I then go frame by frame to find where the camera stop zooming. I then changed the focal length value carefully until the 3d plane shape and perspective are matching with the road again. With full suspense, I clicked the ‘Calc All From Scratch’ button and….. it works!!! It solved the camera movements perfectly! I can’t describe how happy I am at that moment.

The final solve error aren’t pretty because 3DE think the markers deviated so much, but since the movements were correct, I think I can’t rely on the number.

The same thing can be said for CP_0200_0300. The deviation was very high but this was the best I could get and cannot get any lower than this. And since the camera movement was correct, I ignored the number. The camera movement was quite challenging to track with the camera rotation. In the first few tries, I cannot solve it and then I changed the ‘Positional Camera Constraint’ to ‘Fixed Camera Position Constraint’ able to help with the tracking.

Below are the rest of the footages that I managed to track without much problems.




I didn’t have much problem with CC_0200 but the I cannot get any lower solve error before the camera movement become broken when I delete any markers that have high deviation value. There were a lot manual tracking and re-position of markers frame by frame by hand. I’m very careful to predict their location when the shot became blur.
Videos
I exported the tracking data for 3 of the random shots that I managed to track into Maya first just to test how they look with the car model.

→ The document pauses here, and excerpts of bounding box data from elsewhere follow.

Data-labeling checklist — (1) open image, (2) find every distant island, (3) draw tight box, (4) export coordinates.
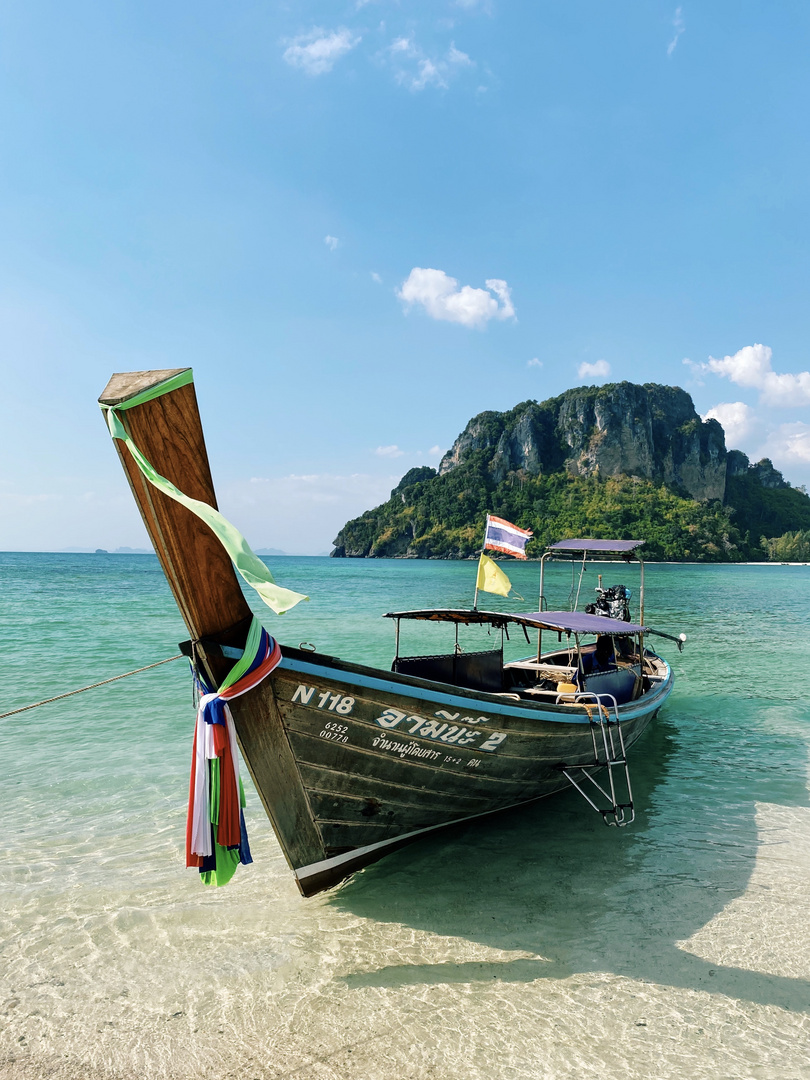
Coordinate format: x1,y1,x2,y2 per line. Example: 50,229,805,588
332,382,810,563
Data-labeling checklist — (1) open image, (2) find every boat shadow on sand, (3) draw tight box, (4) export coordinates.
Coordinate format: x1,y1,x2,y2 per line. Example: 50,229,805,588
329,715,810,1012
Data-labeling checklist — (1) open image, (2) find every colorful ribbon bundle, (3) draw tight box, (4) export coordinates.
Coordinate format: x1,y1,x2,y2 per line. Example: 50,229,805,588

I uploaded those 3 videos first to our Discord server. I didn’t have time yet to finish the road geo, realigning and rescaling all the 6 shots in Maya as I’m also finishing the camera tracking for the footages of my personal project at the same time. So I will update the team again after I finish with the Maya files.
To be honest, my mind was very tired this week after doing all the tracking works in both the indie film and personal project. Nevertheless, I’m very happy I that managed to track 6 out of 8 footages from this project.